[PATCH] selftest/mm: Make hugetlb_reparenting_test tolerant to async reparenting

Li Wang posted 1 patch 10 months ago
.../selftests/mm/hugetlb_reparenting_test.sh  | 96 ++++++++-----------
1 file changed, 41 insertions(+), 55 deletions(-)
[PATCH] selftest/mm: Make hugetlb_reparenting_test tolerant to async reparenting
Posted by Li Wang 10 months ago
In cgroup v2, memory and hugetlb usage reparenting is asynchronous.
This can cause test flakiness when immediately asserting usage after
deleting a child cgroup. To address this, add a helper function
`assert_with_retry()` that checks usage values with a timeout-based retry.
This improves test stability without relying on fixed sleep delays.

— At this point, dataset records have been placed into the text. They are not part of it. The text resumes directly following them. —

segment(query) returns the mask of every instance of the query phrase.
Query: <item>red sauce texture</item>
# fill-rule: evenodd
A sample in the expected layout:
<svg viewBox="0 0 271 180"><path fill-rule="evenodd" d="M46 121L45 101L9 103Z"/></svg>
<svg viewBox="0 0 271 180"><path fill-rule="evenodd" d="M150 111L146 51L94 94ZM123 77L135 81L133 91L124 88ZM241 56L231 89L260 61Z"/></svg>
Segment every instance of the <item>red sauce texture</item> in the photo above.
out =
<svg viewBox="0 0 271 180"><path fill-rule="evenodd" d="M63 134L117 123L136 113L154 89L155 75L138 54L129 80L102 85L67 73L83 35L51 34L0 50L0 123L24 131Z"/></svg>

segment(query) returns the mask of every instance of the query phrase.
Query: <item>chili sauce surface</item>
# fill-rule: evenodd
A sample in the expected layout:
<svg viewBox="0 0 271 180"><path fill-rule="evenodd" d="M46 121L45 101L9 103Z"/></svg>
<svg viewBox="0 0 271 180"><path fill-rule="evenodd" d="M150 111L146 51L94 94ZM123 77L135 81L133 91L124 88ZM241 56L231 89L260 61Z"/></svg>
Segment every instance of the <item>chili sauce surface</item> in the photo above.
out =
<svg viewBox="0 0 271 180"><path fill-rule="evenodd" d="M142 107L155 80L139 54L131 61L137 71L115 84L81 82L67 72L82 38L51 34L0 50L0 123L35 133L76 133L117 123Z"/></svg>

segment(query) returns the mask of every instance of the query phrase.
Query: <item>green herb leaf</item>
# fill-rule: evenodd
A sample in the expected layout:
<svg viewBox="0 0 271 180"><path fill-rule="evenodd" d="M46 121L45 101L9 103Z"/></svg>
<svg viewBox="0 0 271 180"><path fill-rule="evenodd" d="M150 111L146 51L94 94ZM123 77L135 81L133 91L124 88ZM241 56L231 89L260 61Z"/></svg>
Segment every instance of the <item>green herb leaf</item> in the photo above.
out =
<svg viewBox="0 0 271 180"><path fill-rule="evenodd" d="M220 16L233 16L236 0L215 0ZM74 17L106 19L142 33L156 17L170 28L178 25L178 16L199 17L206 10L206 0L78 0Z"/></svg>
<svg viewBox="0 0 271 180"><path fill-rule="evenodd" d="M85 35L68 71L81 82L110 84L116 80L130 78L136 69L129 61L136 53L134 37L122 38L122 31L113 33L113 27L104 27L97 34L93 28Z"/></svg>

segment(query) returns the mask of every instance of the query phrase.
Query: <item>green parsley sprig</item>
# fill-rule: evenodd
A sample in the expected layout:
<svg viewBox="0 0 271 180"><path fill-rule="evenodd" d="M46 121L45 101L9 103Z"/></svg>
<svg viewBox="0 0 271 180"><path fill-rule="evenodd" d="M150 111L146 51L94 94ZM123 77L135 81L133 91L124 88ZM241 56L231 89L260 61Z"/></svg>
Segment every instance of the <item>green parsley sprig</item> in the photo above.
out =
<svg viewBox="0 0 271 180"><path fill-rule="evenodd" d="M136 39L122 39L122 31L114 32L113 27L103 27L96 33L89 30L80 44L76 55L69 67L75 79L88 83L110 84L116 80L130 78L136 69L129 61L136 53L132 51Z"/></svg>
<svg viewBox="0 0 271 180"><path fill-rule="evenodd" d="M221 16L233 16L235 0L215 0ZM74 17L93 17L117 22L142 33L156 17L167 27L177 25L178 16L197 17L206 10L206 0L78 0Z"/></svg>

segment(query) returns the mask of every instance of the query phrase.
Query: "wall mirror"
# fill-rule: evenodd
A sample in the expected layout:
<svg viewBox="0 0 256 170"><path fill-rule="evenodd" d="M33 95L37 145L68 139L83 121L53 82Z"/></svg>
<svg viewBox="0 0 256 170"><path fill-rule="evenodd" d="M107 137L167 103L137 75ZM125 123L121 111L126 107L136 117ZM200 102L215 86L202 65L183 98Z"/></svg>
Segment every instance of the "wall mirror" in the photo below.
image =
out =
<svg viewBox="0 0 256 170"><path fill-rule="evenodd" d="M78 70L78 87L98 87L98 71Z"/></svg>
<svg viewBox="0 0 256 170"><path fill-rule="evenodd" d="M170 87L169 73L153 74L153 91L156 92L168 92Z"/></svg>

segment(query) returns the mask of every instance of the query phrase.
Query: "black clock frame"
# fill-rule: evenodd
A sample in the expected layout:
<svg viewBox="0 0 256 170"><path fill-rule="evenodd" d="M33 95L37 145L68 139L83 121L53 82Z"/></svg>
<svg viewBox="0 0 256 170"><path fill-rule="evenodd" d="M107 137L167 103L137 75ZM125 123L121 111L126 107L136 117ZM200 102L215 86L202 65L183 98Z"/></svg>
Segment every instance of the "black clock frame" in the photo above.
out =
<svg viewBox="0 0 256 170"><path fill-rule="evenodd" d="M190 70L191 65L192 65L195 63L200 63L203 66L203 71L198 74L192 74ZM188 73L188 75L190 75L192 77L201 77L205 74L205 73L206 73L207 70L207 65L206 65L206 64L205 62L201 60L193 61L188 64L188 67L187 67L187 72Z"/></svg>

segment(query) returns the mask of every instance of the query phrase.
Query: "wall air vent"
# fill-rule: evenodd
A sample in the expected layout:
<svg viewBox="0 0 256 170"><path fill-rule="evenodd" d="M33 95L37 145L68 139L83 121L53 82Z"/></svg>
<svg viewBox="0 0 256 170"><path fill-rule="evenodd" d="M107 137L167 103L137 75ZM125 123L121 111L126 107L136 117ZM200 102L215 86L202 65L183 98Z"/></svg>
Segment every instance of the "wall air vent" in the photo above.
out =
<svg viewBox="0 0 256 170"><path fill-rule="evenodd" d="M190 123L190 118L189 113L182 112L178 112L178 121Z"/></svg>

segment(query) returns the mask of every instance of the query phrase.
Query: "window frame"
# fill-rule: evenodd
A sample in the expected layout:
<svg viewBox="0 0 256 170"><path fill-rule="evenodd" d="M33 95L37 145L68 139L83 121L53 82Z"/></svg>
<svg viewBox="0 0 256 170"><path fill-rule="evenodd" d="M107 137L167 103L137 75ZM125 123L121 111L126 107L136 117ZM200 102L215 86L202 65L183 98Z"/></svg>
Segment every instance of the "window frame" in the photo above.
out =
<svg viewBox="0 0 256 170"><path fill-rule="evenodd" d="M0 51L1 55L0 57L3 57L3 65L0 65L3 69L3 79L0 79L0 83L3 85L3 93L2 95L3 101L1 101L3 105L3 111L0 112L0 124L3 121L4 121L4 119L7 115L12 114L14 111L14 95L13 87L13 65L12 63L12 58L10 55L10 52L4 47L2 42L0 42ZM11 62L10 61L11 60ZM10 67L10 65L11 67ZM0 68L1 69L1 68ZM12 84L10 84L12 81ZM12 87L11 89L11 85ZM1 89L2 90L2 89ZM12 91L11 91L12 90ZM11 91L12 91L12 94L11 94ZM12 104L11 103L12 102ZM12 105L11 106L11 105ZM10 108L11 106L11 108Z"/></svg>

Also bump up the tolerance size to 7MB.

To avoid False Positives:
  ...
  # Assert memory charged correctly for child only use.
  # actual a = 11 MB
  # expected a = 0 MB
  # fail
  # cleanup
  # [FAIL]
  not ok 11 hugetlb_reparenting_test.sh -cgroup-v2 # exit=1
  # 0
  # SUMMARY: PASS=10 SKIP=0 FAIL=1

Signed-off-by: Li Wang <liwang@redhat.com>
Cc: Waiman Long <longman@redhat.com>
Cc: Anshuman Khandual <anshuman.khandual@arm.com>
Cc: Dev Jain <dev.jain@arm.com>
Cc: Kirill A. Shuemov <kirill.shutemov@linux.intel.com>
Cc: Shuah Khan <shuah@kernel.org>
---
 .../selftests/mm/hugetlb_reparenting_test.sh  | 96 ++++++++-----------
 1 file changed, 41 insertions(+), 55 deletions(-)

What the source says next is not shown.